After it won the right to host the World Cup in 2010, the tiny nation, with a population of about 2.1 million, announced plans for a raft of projects that would transform it over the following 15 years. They include a new airport, roads, port facilities, railways, stadiums and other infrastructure.
The government has not released a comprehensive, detailed schedule of its construction plans, but analysts estimate they will cost between 140 billion and 200 billion US dollars through the early 2020s, paid for with the country’s vast natural gas wealth. This is expected to provide a bonanza to the foreign construction firms that will do much of the work.
But so far, contract awards and work on many projects have been slower to get started than the business community expected, apparently because of bureaucratic and planning problems. If they are not handled carefully, the projects could destabilize Qatar’s small economy, creating bottlenecks and driving up costs.

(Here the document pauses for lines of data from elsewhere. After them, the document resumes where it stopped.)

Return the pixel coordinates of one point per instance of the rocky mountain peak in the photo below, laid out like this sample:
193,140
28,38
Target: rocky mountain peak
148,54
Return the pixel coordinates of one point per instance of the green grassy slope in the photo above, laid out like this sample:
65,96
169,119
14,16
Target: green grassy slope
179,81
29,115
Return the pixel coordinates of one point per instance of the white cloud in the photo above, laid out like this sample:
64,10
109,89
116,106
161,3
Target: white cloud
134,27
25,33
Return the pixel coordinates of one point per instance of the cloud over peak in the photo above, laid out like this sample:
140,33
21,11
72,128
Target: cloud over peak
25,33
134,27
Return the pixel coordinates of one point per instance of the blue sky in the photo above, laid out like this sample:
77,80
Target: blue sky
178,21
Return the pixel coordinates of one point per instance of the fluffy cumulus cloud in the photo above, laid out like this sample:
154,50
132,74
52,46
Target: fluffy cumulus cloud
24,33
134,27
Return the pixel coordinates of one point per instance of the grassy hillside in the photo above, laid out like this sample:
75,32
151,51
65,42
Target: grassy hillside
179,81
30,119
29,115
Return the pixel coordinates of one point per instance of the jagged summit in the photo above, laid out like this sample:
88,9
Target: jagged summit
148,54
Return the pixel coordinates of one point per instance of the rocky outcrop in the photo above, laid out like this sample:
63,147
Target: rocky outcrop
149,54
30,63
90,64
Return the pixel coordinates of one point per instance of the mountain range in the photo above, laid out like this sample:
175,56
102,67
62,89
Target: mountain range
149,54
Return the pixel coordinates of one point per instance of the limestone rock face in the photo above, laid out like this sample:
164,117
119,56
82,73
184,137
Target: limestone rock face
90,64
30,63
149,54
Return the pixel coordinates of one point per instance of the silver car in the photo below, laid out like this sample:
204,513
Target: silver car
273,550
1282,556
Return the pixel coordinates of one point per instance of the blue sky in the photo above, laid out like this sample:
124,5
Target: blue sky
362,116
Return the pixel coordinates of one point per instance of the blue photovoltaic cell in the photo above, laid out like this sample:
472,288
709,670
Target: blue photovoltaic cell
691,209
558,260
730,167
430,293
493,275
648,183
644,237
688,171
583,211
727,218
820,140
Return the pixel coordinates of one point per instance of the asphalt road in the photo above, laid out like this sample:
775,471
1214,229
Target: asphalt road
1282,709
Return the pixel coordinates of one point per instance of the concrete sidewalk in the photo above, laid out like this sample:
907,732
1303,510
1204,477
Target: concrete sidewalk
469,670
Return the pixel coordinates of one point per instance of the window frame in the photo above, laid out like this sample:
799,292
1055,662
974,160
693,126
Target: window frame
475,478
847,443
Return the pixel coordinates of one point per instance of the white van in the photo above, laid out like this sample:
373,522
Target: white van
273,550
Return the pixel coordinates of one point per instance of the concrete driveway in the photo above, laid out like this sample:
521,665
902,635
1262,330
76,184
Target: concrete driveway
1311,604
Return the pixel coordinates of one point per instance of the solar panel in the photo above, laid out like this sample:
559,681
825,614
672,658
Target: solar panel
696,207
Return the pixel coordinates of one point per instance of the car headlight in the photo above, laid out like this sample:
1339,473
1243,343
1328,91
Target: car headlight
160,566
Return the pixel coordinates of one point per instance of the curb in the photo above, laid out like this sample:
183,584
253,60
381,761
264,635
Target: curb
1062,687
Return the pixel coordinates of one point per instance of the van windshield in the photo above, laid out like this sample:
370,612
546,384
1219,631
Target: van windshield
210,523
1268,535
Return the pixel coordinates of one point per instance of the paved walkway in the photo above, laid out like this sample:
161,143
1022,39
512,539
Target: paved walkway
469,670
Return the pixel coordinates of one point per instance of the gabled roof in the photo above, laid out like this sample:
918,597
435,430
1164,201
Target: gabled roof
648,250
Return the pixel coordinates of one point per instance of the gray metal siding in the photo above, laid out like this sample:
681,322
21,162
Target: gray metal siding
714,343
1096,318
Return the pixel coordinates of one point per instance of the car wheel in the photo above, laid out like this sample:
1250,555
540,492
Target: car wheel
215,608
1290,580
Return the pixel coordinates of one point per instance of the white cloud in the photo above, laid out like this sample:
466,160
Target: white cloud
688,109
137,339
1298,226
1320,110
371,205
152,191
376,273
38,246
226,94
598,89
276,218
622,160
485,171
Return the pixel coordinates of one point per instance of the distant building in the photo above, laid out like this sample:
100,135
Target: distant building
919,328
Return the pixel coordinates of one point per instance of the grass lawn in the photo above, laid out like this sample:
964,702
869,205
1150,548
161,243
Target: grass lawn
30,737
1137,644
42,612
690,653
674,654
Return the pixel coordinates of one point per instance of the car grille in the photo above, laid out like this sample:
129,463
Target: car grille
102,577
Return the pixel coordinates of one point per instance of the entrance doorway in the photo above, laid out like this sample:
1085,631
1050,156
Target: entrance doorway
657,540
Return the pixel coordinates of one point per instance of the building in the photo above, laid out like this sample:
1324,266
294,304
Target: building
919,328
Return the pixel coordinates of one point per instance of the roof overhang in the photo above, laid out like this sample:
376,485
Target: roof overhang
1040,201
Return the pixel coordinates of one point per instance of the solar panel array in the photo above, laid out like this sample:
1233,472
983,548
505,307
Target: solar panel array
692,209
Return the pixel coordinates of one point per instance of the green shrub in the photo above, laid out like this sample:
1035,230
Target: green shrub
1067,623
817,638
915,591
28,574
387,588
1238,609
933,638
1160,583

A government source, declining to be named under briefing rules, acknowledged that Qatar faced pressures in pushing through the projects and would have to slow some, though he stressed that construction specifically for the World Cup would take priority and be completed on time.
“About 15 percent of the projects will be rescheduled,” the government source told Reuters.
“All projects associated directly with hosting the World Cup cannot be rescheduled since they have to finish by 2022. But there are others which can be moved.” The source did not give details.
Qatari officials have declined to discuss changes to the construction schedule publicly. Earlier this week, the central bank governor said the government was expected to sign contracts for construction projects worth as much as 50 billion dollars this year, but he did not elaborate.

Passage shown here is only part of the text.